Is Main Street Feeling Better About the Economy?
Amid a wide range of uncertainty and an overall sluggish economy, small businesses located on Main Street are still skeptical about their future. In fact, small business optimism indicates sub-par growth and recession conditions.
The National Federation of Independent Business, the leading nonprofit small business association representing small and independent businesses, reported that its Small Business Optimism Index dropped 2.7 points from January to 91.4 in February, breaking a three-month streak of improvement. At the beginning of 2013, the index posted a reading of only 88.9. The pre-recession average of the index is 100.
“Uncertainty is a major cause of the Index’s dip. Lacking any progress in Washington and facing continued unknowns with the healthcare law, the EPA, the minimum wage, tax reform, and more, it is no surprise that the Small Business Optimism Index fell, reversing a few months of modest gains,” said NFIB chief economist Bill Dunkelberg. “As long as uncertainty remains high, owners will remain cautious when it comes to increasing inventory. Business owners aren’t going to bet their money on a future they cannot see clearly.”
Adding to the weak sentiment, only one of the 10 index components were positive, while six were negative. Small businesses did not experience any changes in their current job openings, credit conditions, or earnings trends. Plans to make capital outlays was the only improved component, but only gained one point. Meanwhile, businesses expecting the economy to improve plunged 8 points.
Small businesses are still most concerned with government regulation and taxes, with both remaining unchanged from a year earlier. In fact, 21 percent of businesses say government red tape is their top problem, while 19 percent say taxes are the main problem. Sixteen percent are most concerned about sales.
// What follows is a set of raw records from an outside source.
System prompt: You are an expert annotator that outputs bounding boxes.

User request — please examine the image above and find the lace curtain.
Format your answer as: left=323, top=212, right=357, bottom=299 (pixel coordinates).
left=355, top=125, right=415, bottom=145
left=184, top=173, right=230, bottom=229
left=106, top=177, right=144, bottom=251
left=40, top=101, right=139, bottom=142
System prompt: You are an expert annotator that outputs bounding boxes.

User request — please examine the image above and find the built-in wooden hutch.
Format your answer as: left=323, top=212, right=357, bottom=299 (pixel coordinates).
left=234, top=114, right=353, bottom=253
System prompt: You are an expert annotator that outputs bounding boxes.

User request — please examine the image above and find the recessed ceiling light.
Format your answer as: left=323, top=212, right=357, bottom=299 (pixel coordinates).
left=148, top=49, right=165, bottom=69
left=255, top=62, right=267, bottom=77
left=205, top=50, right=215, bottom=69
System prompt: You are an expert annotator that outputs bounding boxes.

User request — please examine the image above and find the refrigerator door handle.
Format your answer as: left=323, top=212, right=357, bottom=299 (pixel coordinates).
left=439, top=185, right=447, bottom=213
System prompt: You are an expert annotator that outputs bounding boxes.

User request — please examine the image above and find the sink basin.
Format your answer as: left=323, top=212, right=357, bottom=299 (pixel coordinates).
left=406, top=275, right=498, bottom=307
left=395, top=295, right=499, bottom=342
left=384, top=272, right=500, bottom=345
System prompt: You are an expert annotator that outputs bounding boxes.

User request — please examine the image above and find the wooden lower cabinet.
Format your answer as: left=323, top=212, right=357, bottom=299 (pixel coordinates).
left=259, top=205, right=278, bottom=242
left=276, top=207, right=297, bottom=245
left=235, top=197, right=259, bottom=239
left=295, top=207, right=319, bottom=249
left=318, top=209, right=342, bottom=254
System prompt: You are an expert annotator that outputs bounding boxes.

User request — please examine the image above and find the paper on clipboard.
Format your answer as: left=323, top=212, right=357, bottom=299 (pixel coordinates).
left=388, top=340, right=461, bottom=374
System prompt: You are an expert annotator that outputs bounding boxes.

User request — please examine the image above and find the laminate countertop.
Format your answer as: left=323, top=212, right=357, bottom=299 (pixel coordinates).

“The economy is not doing well and little is happening in Washington that would lead owners to think otherwise,” added Dunkelberg. “Even the Federal Reserve’s guidance is for a weak economy, that’s what owners read and they are the experts (and policy makers.) All policy is focused on the election, pandering to special interests, not the interests of the ‘middle class’ (most of us), which simply wants to see better economic growth and serious job creation (along with improving compensation.) Consumer sentiment is equally morose for this stage of a ‘recovery.’ Only 1 in 10 consumers think government policy is good.”